Outer Spaces - Gazing Globe - Albums - Reviews - Soundblab

Outer Spaces - Gazing Globe

by Nathan Fidler Rating:8 Release Date:2019-06-28
Outer Spaces - Gazing Globe
Outer Spaces - Gazing Globe

Cara Beth Satalino, known as Outer Spaces, channels her sweet, mystic voice along with a wide but comforting array of guitar. The Baltimore artist comes across initially as a singer/songwriter, but there is more beneath the surface on her second full album, Gazing Globe.

In the three years since her debut, Satalino has grown yet more confident her sound and composition. Guitar dip and weave on ‘Truck Song’, beginning with a single guitar giving off the alt-female vibe which has been used by other stellar names recently. Waxahatchee is probably a good comparison here, laying smoother melodies over picked electric guitars which sound like they’re stuck in the nineties - in a good way.

‘YWLGOML’ churns over a relationship, chewing the fat with the toe-tapping beat and blaring out a strange bit of saxophone before returning to the repetition of the title's acronym. The real gem in this album, however, is ‘Album For Ghosts’ - a real contender for song of the year. The lyrics feel relatable yet mystic and poetic, with the offered prophecy of “Thunder follows lightning, wait and see” all over a middle section which builds the momentum found in the imagery, and if the chorus isn’t stuck maddeningly in your head then you’ll have missed a trick.

So good is that song that the album is worth a high score even without talking about the rest, but there’s more in Satalino’s arsenal here. ‘Paper Flowers’ has melancholy, flanger-driven guitar strums and the faintest smattering of a keyboard, while ‘Teapot #2’ throws up a see-saw of questions on existence and more trippy imagery. 

‘I See Her Face’ feels like it could be a lost Rumours-era B-side from Fleetwood Mac, bassline pulsing behind the drifting vocals and ringing strums. “Time teaches you to forget the things that haven’t happened yet” is the kind of impossible riddle you have to wrap your mind around before Satalino asks “do you know her?”. There’s so much to love about these songs and unpack, that it will need multiple listens to drink it all in.

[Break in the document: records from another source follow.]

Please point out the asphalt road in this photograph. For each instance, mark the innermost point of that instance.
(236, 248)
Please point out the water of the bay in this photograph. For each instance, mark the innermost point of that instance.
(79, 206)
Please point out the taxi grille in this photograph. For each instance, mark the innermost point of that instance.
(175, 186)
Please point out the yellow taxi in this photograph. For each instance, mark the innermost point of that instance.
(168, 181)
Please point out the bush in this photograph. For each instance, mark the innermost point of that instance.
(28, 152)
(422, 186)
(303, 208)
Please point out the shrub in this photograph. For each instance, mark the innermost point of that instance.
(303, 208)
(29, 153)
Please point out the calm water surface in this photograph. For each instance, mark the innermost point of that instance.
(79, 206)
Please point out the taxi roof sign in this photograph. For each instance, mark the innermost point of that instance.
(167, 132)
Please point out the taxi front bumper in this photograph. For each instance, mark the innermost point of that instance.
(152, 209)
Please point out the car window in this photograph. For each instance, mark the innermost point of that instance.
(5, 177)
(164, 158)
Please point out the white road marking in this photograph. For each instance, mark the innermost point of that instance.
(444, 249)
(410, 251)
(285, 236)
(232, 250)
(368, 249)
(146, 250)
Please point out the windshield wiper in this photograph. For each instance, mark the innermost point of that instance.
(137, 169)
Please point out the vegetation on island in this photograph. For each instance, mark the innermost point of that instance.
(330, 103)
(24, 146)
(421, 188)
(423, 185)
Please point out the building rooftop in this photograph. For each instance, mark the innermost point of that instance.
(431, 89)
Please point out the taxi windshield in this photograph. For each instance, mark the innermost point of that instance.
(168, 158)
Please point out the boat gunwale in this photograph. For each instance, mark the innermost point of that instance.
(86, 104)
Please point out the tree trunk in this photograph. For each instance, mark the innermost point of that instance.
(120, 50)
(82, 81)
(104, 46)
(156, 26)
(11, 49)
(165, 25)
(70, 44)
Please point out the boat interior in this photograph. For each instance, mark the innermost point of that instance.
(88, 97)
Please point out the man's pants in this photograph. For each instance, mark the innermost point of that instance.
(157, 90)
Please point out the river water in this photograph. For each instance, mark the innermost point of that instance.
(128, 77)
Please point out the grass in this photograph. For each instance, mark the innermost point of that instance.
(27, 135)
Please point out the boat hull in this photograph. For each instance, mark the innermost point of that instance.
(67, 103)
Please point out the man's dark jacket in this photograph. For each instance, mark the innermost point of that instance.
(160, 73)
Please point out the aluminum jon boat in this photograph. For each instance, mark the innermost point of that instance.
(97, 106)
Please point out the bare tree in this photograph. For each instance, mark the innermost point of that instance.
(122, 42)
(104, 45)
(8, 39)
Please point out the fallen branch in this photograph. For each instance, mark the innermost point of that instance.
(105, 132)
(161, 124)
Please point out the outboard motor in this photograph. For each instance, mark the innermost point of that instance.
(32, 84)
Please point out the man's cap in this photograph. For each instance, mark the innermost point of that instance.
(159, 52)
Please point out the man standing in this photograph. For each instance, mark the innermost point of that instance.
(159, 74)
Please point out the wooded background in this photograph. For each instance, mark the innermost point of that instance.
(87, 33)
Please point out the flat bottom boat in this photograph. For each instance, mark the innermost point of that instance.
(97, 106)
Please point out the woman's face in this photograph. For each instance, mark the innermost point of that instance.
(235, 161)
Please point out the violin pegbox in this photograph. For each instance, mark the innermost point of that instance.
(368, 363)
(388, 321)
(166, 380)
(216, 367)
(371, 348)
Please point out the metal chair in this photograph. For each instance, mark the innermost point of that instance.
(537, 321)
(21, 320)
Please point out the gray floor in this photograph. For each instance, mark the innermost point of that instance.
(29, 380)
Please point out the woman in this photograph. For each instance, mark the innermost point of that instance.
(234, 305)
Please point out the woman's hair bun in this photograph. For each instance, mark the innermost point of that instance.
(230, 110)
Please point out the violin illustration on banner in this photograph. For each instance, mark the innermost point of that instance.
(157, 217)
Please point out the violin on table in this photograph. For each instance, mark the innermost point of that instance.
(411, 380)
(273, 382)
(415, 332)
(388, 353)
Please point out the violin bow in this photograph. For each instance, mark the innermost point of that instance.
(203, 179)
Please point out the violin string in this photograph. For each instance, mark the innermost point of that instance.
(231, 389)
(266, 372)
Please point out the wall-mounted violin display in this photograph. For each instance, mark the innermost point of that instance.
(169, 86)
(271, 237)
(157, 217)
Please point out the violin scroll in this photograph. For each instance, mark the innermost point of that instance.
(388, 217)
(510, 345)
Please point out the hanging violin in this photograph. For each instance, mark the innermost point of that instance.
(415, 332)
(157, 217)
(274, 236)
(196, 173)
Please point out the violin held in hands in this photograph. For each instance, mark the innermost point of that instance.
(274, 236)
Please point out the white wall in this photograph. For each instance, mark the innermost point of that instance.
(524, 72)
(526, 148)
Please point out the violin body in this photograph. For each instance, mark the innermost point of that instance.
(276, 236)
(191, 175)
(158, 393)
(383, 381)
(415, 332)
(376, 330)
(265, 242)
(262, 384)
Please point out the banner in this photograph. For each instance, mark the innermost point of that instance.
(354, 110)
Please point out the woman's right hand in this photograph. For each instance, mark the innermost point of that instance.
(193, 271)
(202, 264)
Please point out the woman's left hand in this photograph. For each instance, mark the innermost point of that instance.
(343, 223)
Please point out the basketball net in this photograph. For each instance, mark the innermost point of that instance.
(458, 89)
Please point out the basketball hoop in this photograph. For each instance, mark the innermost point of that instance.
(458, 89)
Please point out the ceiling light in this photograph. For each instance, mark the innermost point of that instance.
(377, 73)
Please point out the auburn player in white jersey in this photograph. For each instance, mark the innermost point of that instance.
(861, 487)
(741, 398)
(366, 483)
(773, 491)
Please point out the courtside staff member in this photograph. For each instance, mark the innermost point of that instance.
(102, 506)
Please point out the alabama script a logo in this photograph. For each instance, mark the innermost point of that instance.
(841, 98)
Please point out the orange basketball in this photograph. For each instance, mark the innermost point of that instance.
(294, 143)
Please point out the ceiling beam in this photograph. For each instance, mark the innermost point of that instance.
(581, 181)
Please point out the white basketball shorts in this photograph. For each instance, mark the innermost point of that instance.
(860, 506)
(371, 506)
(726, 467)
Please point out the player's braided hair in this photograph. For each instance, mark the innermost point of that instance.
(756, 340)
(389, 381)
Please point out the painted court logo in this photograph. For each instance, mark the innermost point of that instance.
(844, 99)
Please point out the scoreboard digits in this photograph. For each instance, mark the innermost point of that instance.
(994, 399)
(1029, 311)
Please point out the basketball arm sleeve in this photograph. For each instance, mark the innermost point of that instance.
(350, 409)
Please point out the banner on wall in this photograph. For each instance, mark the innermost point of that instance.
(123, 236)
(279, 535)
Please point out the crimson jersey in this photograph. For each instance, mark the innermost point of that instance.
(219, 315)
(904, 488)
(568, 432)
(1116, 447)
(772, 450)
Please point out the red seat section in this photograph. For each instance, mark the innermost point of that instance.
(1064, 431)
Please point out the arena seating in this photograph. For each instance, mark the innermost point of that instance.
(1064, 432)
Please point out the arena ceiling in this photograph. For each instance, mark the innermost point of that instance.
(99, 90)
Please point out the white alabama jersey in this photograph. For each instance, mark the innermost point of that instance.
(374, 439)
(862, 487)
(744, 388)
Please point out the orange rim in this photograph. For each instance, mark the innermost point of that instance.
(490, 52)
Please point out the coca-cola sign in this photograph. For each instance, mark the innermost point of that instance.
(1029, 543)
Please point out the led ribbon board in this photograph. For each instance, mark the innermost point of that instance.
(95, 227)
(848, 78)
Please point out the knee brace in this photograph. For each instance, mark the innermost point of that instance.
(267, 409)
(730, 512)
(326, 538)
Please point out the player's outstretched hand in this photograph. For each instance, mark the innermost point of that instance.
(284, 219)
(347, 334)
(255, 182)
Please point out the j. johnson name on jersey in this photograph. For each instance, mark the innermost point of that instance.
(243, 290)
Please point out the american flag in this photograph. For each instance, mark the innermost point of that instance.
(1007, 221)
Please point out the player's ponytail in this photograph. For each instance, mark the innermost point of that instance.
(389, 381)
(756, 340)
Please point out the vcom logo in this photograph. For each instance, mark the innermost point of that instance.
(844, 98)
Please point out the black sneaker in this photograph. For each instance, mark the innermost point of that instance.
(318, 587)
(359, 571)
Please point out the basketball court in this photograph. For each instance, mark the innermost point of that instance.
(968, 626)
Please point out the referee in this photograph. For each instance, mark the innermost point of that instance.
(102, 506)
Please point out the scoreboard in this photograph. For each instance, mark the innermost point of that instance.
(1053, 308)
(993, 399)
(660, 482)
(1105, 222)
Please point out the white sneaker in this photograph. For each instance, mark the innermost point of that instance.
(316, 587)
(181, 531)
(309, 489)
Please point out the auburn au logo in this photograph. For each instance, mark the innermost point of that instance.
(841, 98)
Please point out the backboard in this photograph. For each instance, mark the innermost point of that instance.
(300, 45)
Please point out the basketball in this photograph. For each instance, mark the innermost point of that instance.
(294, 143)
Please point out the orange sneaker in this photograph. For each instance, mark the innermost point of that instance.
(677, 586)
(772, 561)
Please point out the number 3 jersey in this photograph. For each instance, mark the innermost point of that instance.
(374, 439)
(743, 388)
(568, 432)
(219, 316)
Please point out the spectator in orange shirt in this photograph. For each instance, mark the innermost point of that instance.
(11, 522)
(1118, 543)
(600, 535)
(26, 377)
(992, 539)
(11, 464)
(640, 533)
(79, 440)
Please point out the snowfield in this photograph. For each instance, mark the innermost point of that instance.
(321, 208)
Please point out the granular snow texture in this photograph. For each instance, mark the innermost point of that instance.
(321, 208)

While not every track is a solid gold gem, the good stuff is spread around so much as to make this an enjoyable listen every time. Having found a really firm footing, it’ll be interesting to see how Satalino progresses under the Outer Spaces name and whether she chooses to branch out into more instruments to vary the sound, but either way, this is an album to cherish for 2019.